For writing and editing code, we recommend using the GitHub Flow method of working (see image below). This is a branch-based workflow and involves keeping the master branch clean and 'production ready' at all times. This means that the code is fully functional i.e. ready to be deployed if the project is a Shiny app or runs correctly if it is an analytical piece of work. When making changes to a repository, analysts should create a branch per person, carry out the required changes and then merge these back to the master branch via a pull request. Pull requests should be approved by at least one collaborator - we recommend you assign a specific reviewer(s) to check your work.
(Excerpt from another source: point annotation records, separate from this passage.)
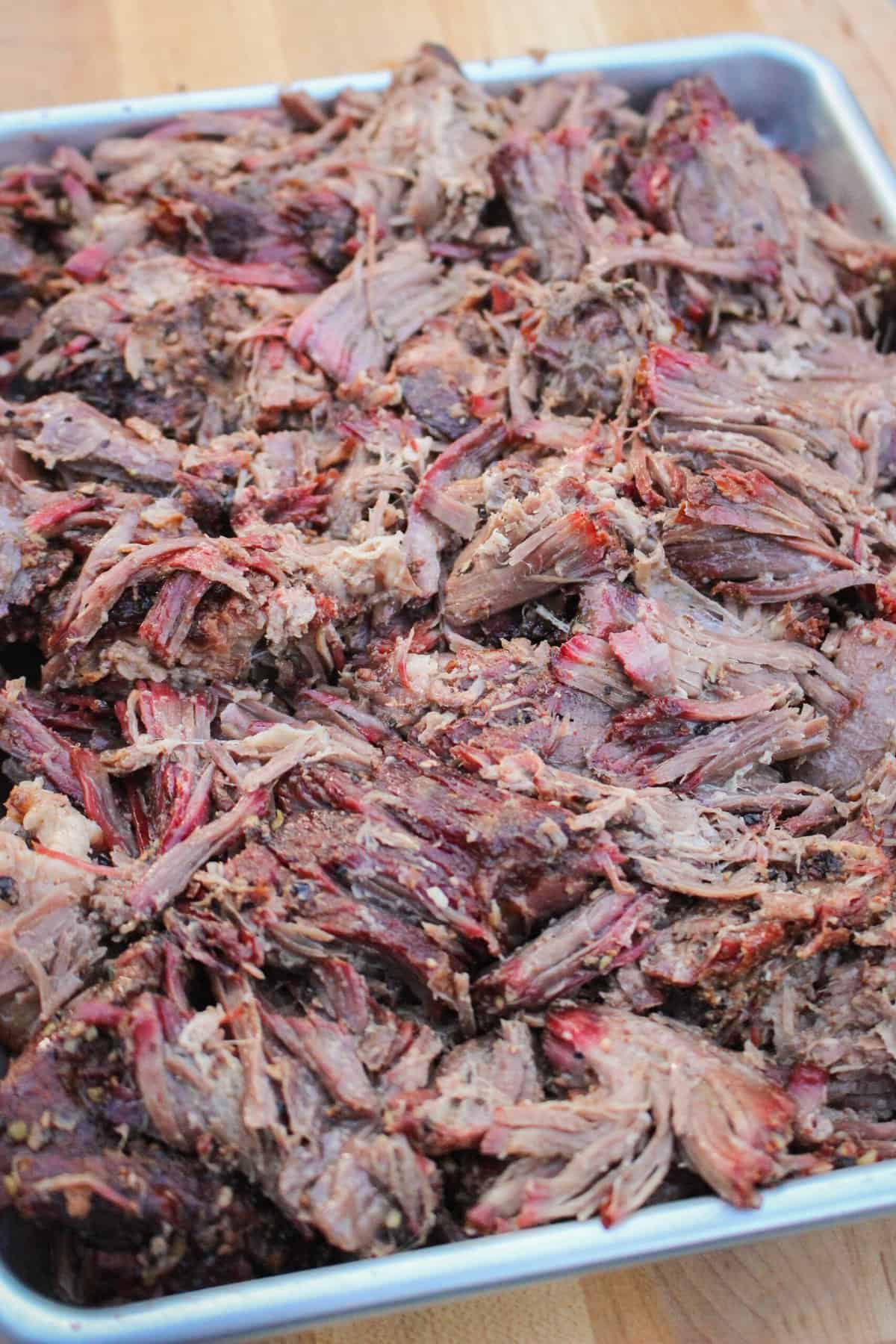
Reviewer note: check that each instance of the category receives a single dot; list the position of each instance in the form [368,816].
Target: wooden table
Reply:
[836,1287]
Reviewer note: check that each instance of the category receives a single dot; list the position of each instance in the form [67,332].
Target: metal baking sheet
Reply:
[798,102]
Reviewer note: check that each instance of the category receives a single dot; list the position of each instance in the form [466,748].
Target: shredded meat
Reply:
[448,582]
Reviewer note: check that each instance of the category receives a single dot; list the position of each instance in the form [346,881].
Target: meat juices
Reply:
[449,603]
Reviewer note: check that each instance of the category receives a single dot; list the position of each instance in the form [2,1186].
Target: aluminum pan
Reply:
[798,102]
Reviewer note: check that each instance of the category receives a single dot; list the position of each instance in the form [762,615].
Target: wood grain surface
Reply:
[824,1288]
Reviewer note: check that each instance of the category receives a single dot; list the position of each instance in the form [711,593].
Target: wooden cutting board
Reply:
[825,1288]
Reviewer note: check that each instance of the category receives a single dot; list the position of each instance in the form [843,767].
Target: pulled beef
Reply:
[448,581]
In order to ensure that the master branch remains 'production ready' we also recommend that changes are tested by the reviewer before approving. GitHub provides excellent functionality for dialogue between collaborators on a pull request, until all are happy with the final code. There is no need to have lots of long-living branches - in other words, after a specific change or set of changes have been made and merged back into the master branch, delete your personal branch.
Warning - ensure that confidential information, such as passwords and secrets, are never committed using git. For more information about security practice, see the section on Security.
Original image from https://guides.github.com/introduction/flow/
Following this workflow is most important when working collaboratively on code which is intended for publication and applies even to minor, low-risk changes. There may be instances when you are working alone, and on code which is very developmental, in which case you may not need to follow this workflow. There are also specific repositories which do not require this workflow such as this repository and the resources repository - this is because changes to these repositories do not affect code for publications.
- In order to ensure that this workflow is followed we recommend protecting the master branch via the settings on a repository. In the Branches tab, check the box Protect this branch and then the box Require pull request reviews before merging. This means that code can only be added to the master copy of the code via a branch. You can also set a minimum number of reviewers required for changes to be merged.
- In order to avoid merge conflicts as much as possible, keep branches short-lived (i.e. delete a branch after merging with the master) and pull from the origin (GitHub) regularly, particularly before creating a pull request yourself. Note that pulling will not overwrite local changes you have made, so you should feel confident that you can pull regularly in order to keep up to date with any changes made directly on GitHub, or by other contributors (e.g. the creation of new branches directly on GitHub).
- Commit and create pull requests early and often. This will create a helpful audit trail of your project. It also makes the review process more managable for those assigned to the task.
- Note that when you make changes to the code, you should clone a repository to your home drive or local files and work on it there.